Converting Excel5 spreadsheet to tab-delimited

Topics: User Forum
Nov 11, 2010 at 2:27 PM

How do I convert from xls to tab-delimited file?

Coordinator
Nov 11, 2010 at 9:27 PM

Read the file using the Excel5 Reader:

$inputFileType = 'Excel5';
$inputFileName = './example1.xls';
/**  Create a new Reader of the type defined in $inputFileType  **/
$objReader = PHPExcel_IOFactory::createReader($inputFileType);
/**  Load $inputFileName to a PHPExcel Object  **/
$objPHPExcel = $objReader->load($inputFileName);

Create a CSV Writer:

$outputFileType = 'CSV';
$objWriter = PHPExcel_IOFactory::createWriter($objPHPExcel, $outputFileType);

Set the separator to a TAB

$objWriter->setDelimiter("\t");

Identify which worksheet you want to save:

$objWriter->setSheetIndex(0);

And save the file

$outputFileName = './example1.tsv';
$objWriter2007->save($outputFileName);

 

Nov 12, 2010 at 2:37 AM
Edited Nov 12, 2010 at 2:38 AM

Thanks, Mark, maybe this should go into a FAQ, it is certainly not in the documentation?

Coordinator
Nov 12, 2010 at 8:24 AM

Probably not in the FAQ, but I've already started extending the documentation (currently only the Reader User Guide is included in the SVN code) for the next release to provide a new series of docs accompanied with working examples for all kinds of recipes (Reading, Writing, Reading Worksheets, Setting Worksheet Data, Styling, Working with Dates, Performing Calculations, Updating Template Workbooks, etc.). I'll certainly be including some examples for converting files between formats in that... although it will be an ongoing exercise extending that documentation.

Nov 16, 2010 at 1:07 PM

Mark, using the code below. I'm still getting this error:
Fatal error: Allowed memory size of 536870912 bytes exhausted
  (tried to allocate 520093666 bytes)
 
I uploaded the file in Issue# 14699
http://phpexcel.codeplex.com/workitem/14699

All I need to do is convert this thing to tab-delimited but,
of course, you need to read in the whole file to do that.
I am using cell caching but still run into this.

 

  set_include_path(get_include_path() . PATH_SEPARATOR . 'PHPExcel/Classes/'); 
  require_once 'PHPExcel/Classes/PHPExcel.php';
  require_once 'PHPExcel/Classes/PHPExcel/IOFactory.php';
  $cacheMethod = PHPExcel_CachedObjectStorageFactory::cache_to_discISAM;
  PHPExcel_Settings::setCacheStorageMethod($cacheMethod);
  $objReader = PHPExcel_IOFactory::createReaderForFile($newfilename);
  $objReader->setReadDataOnly(true);
  $objPHPExcel  = $objReader->load($newfilename);
  $outputFileType = 'CSV';
  $objWriter = PHPExcel_IOFactory::createWriter($objPHPExcel, $outputFileType);
  $objWriter->setDelimiter("\t");
  $objWriter->setSheetIndex(0);
  $filename = $user_id.'_'.$path_parts['filename'].'_'.date('m_d_Y').'.txt';
  if($debug) {showProgressMsg('Saving as '.$filename);}
  $objWriter->save($fileName);



Here is my php.ini memory limit setting:

memory_limit = 512M      ; Maximum amount of memory a script may consume (32MB)

 

How do I fix this? This user uploads this file weekly and I need to either convert it to tab-delimited

or somehow be able to load the entire file to parse.

 

Nov 16, 2010 at 1:39 PM

Here are some of the things I've done.

 

1. changed the caching method to cache_to_apc.

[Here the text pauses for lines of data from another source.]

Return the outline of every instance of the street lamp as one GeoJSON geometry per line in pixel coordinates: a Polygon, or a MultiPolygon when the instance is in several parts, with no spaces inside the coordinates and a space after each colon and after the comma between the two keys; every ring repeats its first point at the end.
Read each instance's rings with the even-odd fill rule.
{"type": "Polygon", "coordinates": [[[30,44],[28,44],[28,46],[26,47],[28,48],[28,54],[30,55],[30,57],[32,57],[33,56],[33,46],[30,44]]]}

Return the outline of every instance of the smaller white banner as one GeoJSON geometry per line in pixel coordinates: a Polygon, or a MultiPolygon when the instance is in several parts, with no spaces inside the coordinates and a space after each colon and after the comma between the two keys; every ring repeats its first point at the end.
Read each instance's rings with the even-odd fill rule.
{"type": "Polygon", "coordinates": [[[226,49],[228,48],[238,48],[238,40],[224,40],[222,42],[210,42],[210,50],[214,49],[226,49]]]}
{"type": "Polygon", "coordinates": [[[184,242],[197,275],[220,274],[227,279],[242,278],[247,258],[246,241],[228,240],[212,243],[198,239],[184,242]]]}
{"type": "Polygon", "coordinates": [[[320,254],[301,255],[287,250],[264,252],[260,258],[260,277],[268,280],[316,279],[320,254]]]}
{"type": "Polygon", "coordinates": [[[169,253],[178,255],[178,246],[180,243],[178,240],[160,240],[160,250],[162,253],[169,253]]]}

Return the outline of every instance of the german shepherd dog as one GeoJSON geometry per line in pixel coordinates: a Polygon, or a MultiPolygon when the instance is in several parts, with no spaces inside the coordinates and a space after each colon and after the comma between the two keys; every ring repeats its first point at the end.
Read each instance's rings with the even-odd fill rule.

2. double checked memory_limit as 512M.

3. wrote script using exact same code to test on localhost development environment.

 

Locally, it works, but when I try it on my web server, it crashes with the error:

Fatal error: Allowed memory size of 536870912 bytes exhausted (tried to allocate 520093666 bytes) in  

/home/listinve/public_html/PHPExcel/Classes/PHPExcel/Shared/OLERead.php on line 282

 

Now, I am reading emails and extracting this file from an attachment. Doing this may also be using

some of the memory that I am not using locally. I will look into doing some GC before calling this

code.

Nov 16, 2010 at 2:20 PM
Edited Nov 16, 2010 at 2:23 PM

Ok, done some GC by moving things around a bit. But I'm still getting the exhausted memory error even after I clear the memory down to 265288,

It was 15852664 before I cleared everything.

 

I'm at a loss here on what to do, the workbook it tried to load is only 1620449 bytes in size with 15187 rows and 5 columns.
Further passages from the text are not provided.